Look, I do give Saturday Night Live a little credit for addressing the recent controversy over its lack of diverse casting in a pretty funny opening sketch during this week’s Kerry Washington-hosted episode. It even had a more resounding effect than perhaps intended, bringing up the show’s total absence of black female cast members, then reminding us of it with every sketch featuring its woman-of-color host. The writers seem to have tackled the issue by specifically asking themselves, “How would we make fun of this if it were someone else?” The pissed-off-Beyonce-in-a-bathrobe image (implied but never seen) toward the end of the cold open gave it a nice, funny kick, and the jokey apology message even played well at first: “The producers of Saturday Night Live would like to apologize to Kerry Washington for the number of black women she will be asked to play tonight … because Ms. Washington is an actress of considerable range and talent and also because ‘SNL’ does not currently have a black woman in the cast.”
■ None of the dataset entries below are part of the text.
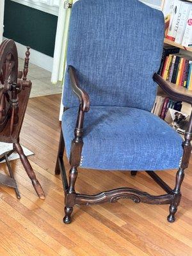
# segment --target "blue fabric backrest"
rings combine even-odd
[[[138,0],[81,0],[72,10],[67,65],[77,70],[92,106],[151,111],[164,38],[161,12]],[[65,107],[79,105],[68,72]]]

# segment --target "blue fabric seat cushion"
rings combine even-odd
[[[62,129],[69,158],[78,108],[65,111]],[[92,106],[85,113],[82,163],[86,168],[158,170],[177,168],[182,139],[150,112],[136,108]]]

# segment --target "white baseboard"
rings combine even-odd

Yep, I was on board with this as a cutesy mea culpa of sorts until it went on too long: “As for the latter reason, we agree this is not an ideal situation and look forward to rectifying it in the near future…unless, of course, we fall in love with another white guy first.” I know this is supposed to just be poking fun, and also trying to show how cool and rebellious and independent SNL is (You know, “We’re not gonna let the audience boss us around because we’re artists“). But it cut the self-laceration by at least half, and maybe even by three quarters. Five-sixths? A lot.
“Lampshading” is one of my favorite and least favorite writer tricks: It’s where you acknowledge a shortcoming in your plot through some dialogue, usually jokey, as a way of winking at the audience and moving on. Yes, I know this is a giant hole in my story, but I couldn’t come up with a solution, so let’s have characters make a meta-statement on it, and we’ll all feel clever then, because meta is fancy. An inoffensive lampshade would be when, say, Lost characters toward the end of season 1 remark on how strange it is that none of those other background people on the island seem to do much except follow the main characters from beach to cave and back again. An annoying lampshade would be if someone on Lost during the final season said, “Hey, too bad none of these plot strands that people have dedicated their entire lives to decoding will never amount to anything. Talk about lost! Ha ha!” Of course, no one really did that, but it wasn’t because it wasn’t true.
Back to the current, more socially relevant controversy: Saturday Night Live has now acknowledged, through its own sketch, that its producers know it has a diversity problem. Now they need to figure out a way to not fall in love with another white guy, because we’re onto them.